China has launched a sweeping review of its drug industry as it investigates a former regulator accused of taking bribes to approve shoddy drugs blamed in a string of deaths, state media said yesterday.
The widening scandal has led to the closure of at least one company linked to the former director of the State Food and Drug Administration, who was fired in 2005. There has been no word so far on whether foreign drug companies are implicated.
Vice Premier Wu Yi (吳儀) on Thursday ordered a review of nearly 170,000 drug production licenses, most of them granted in 1999-2002, when the regulator was in office, newspapers reported.
"Wu's action is seen as a major effort to reorganize the disorderly drug market," the China Daily newspaper said.
China has suffered a string of deaths and injuries in recent years blamed on shoddy or counterfeit drugs and food products. Drug companies are accused of bribing regulators and paying off doctors and hospitals to use substandard products, leading to deaths or injuries.
Drugs improperly approved by the SFDA included Xinfu, an antibiotic that killed at least 10 patients last year before it was taken off the market, according to earlier news reports.
Zheng Xiaoyu (鄭筱萸) was dismissed as director of the SFDA in 2005 after he was accused of taking bribes from drug producers to let them circumvent testing and approval processes. Two of Zheng's deputies also reportedly are under investigation.
Last month, a drug producer suspected of links to Zheng, Kangliyuan Group (康力元集團), was ordered to suspend operations while Communist Party anti-corruption officials investigated the company.
Also last month, Beijing announced that drug companies found to be involved in bribery would be barred from doing business with Chinese medical institutions.

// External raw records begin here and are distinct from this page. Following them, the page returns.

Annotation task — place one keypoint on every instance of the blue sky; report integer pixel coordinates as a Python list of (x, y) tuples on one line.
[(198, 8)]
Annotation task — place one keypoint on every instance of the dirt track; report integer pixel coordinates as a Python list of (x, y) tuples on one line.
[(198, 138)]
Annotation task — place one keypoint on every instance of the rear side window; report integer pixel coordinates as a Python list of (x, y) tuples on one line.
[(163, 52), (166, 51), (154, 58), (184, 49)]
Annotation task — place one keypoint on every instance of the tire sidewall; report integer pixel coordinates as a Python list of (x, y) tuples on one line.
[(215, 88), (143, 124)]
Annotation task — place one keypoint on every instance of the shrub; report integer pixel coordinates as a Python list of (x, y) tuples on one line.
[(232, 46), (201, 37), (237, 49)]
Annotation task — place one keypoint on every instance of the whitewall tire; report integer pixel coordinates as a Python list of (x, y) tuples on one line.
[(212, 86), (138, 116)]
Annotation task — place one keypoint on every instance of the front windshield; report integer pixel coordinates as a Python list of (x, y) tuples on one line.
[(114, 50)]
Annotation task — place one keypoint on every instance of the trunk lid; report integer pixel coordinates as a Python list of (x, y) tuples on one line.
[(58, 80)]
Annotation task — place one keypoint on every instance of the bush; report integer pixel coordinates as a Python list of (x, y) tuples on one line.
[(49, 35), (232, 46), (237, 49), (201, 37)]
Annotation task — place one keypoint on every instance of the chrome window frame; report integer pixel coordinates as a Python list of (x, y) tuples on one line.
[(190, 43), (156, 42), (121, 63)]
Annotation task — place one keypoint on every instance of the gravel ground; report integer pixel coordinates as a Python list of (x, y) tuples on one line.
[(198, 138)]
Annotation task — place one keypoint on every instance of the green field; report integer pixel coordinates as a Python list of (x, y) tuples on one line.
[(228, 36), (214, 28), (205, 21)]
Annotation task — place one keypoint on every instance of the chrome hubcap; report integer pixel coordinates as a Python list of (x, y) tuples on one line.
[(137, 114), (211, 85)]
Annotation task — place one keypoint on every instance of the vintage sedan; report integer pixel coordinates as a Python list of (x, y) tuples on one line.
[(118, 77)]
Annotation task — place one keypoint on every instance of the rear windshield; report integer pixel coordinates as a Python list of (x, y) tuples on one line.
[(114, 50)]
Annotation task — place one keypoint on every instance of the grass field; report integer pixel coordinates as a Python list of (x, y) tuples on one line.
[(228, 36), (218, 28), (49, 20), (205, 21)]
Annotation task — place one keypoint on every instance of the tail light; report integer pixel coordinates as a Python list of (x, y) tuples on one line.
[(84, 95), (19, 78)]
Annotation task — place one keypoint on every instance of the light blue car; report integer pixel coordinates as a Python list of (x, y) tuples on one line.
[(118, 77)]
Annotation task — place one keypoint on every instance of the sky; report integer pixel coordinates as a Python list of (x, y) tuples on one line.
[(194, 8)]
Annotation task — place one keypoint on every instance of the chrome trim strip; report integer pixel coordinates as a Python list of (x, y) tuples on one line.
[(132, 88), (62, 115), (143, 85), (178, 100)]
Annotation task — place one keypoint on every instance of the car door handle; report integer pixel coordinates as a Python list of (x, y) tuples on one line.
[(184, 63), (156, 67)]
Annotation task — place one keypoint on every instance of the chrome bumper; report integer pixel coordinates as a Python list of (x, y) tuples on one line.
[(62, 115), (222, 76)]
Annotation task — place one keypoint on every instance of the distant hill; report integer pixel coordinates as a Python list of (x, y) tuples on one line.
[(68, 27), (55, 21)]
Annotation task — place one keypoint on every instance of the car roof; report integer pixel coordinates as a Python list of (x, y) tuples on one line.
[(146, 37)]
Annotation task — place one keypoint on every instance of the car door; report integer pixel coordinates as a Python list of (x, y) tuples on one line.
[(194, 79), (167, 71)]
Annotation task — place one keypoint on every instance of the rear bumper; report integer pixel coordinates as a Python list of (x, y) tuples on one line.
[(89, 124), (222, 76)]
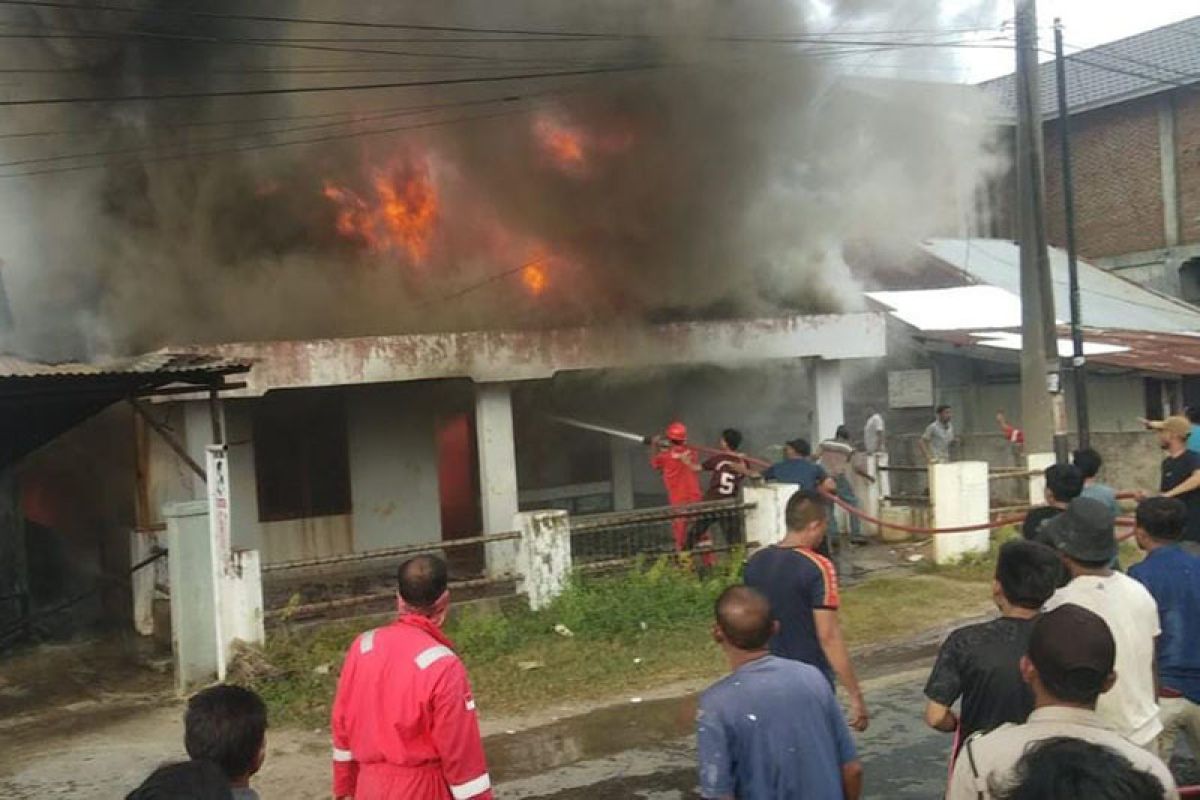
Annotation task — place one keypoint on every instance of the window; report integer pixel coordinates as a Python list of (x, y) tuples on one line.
[(301, 458)]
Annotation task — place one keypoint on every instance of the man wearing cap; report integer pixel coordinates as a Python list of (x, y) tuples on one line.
[(1068, 666), (1083, 535), (1181, 471)]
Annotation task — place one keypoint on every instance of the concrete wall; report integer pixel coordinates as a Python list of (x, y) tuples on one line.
[(394, 479)]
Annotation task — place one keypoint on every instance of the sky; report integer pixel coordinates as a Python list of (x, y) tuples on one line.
[(1086, 23)]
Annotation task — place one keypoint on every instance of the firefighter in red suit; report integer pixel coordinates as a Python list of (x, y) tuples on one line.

Such a ban could bankrupt a company in a system where hospitals, clinics and other institutions account for a large share of drug purchases.
China will also impose stricter audits on companies directly under central government control, especially monopolies, to scrutinize the use of state assets, state press said yesterday, citing the top auditor.
"State-owned and controlled enterprises are closely linked with the economic health of China," said Li Jinhua (李金華), auditor general of the National Audit Office, according to the China Daily.
He added his office will expand the scope of the audits and carry out more routine and special checks.
Yu Xiaoming, the deputy auditor-general, said auditors last year unearthed 281.4 billion yuan's (US$36.3 billion) worth of "problematic money" from the inspection of 6,997 state-owned enterprises.
He said audits of the Ministry of Railways, the nation's leading oil company PetroChina Co (中國石油天然氣) and four other key state-owned enterprises would be the main tasks of his office this year.
Losses of state assets have become an outstanding problem with the reform of state-owned enterprises in China.